For these reasons, while acknowledging that there is not one superior method, and that the decision regarding which approach to take is in the hands of the researcher, we offer our perspective on how we would proceed: bias-corrected point estimates, and confidence intervals constructed using the normal distribution together with the variance taking into account the covariance of the selection indicators, adjusted with the Mancl and DeRouen-type correction. We stress the importance of using a bias correction to the variance estimator, while using uncorrected (but weighted) point estimates will, based on our results, generally not have a substantial impact on the analysis. The observation that one approach does not consistently outperform all of the others is consistent with results from papers comparing different small-sample bias corrections to the robust sandwich estimator in the complete data setting—no single small-sample correction consistently outperforms other small-sample adjustments. Which correction performs better depends on a variety of factors, including the number of clusters, the size of the clusters, the degree of variability in the cluster sizes, the degree of correlation among the clusters, and the type (cluster-level vs. individual-level) and distribution of the covariates in the model of interest. The theory that is presented relies on asymptotics, though in small samples, we are not aware of theory establishing small-sample behavior. Researchers must make decisions on what to do based on the characteristics of their data, and the objectives of their analysis. Finally, the simulations in this paper solely consider binary outcomes; more research is needed to determine the performance of these methods for continuous or count outcomes.

The focus of this paper is how to carry out estimation and inference for a data set collected through a cluster-based ODS design, and on considerations that a researcher must make when the number of clusters in the subsample is small.

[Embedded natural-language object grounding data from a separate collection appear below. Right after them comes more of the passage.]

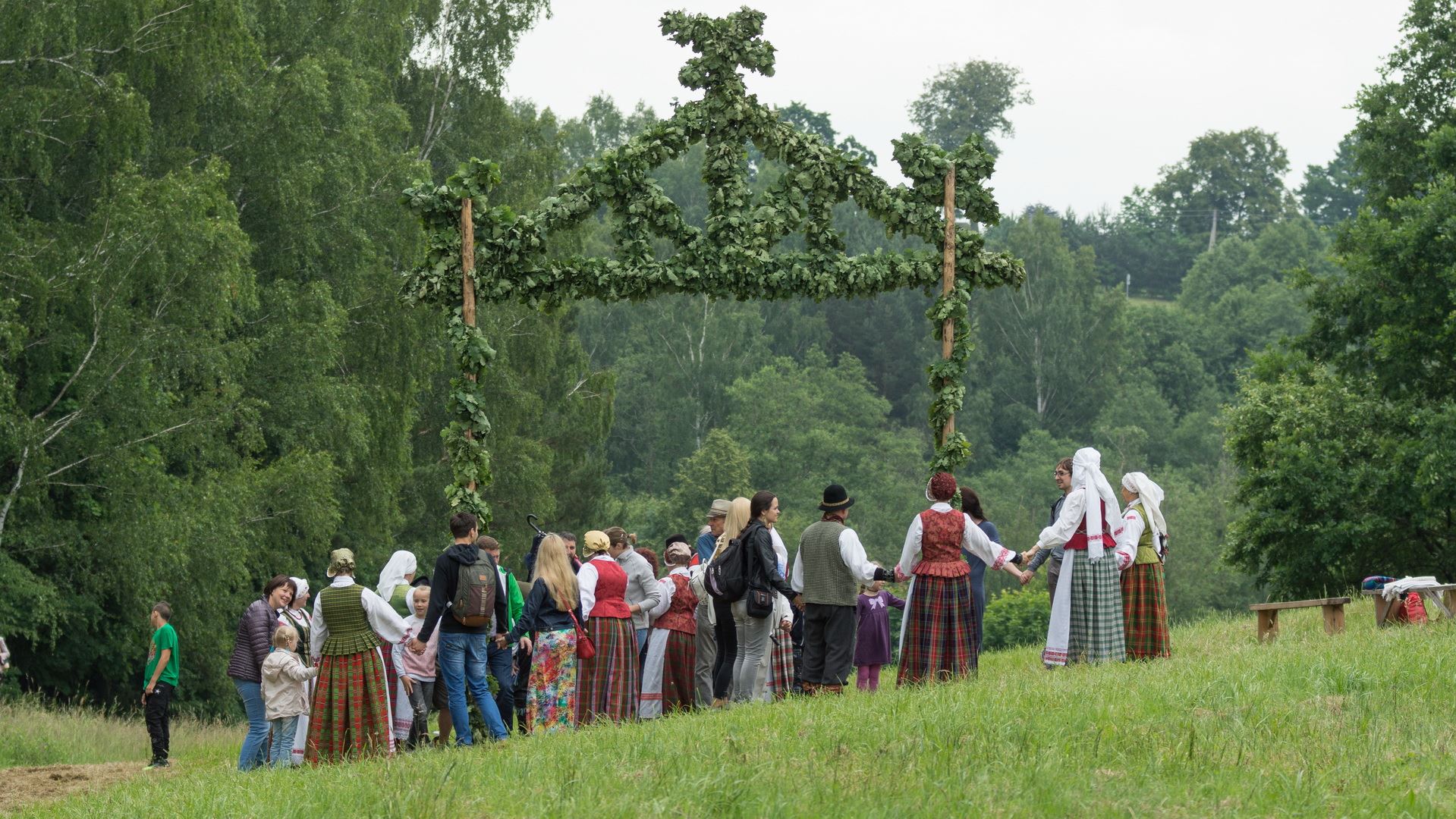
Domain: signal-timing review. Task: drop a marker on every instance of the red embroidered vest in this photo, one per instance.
(941, 544)
(1080, 538)
(681, 614)
(612, 588)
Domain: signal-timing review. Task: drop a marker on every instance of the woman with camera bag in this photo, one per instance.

An open question, however, is how to identify an optimal sampling design for selecting the clusters at the design stage. As explained in Section 2.1, the specific design we adopted in Rwanda arose through efforts to balance financial/logistic considerations with statistical power/efficiency, with the latter assumed to be driven, in part at least, by the prevalence of the outcome and the sample size. While this informal strategy may intuitively be reasonable, how to make optimal (or at the very least wise) choices regarding a stratification scheme or a choice of model for formula in this context is a topic of our ongoing research. Another approach to increasing efficiency is to use pieces of information known at the design stage to calibrate the weights used in the weighted estimating equations (Breidt et al., 2017; Rivera-Rodriguez et al., 2019); this, too, is an area for future research.

Data Availability Statement

The data that support the findings of this paper are available on request from the corresponding author. The data are not publicly available due to privacy or ethical restrictions.

Acknowledgments

Ms. Sauer was funded by the Harvard T.H. Chan School of Public Health NIEHS-sponsored Environmental Training Grant T32ES007142, and the Rose Traveling Fellowship Program in Chronic Disease Epidemiology and Biostatistics. Dr. Haneuse was supported by NIH grant R01 HL094786. Dr. Rivera-Rodriguez was supported by University of Auckland-Science/FRDF New Staff - 3716994. The Rwanda example included data collected as part of the All Babies Count program funded by Grand Challenges Canada Saving Lives at Birth, implemented by Partners In Health/Inshuti Mu Buzima and the Ministry of Health. The authors would like to thank Alphonse Nshimyiryo, Catherine Kirk, Ibrahim Hakizimana, and Robert Mutsinzi for their support in coordination and implementation of data collection in Rwanda.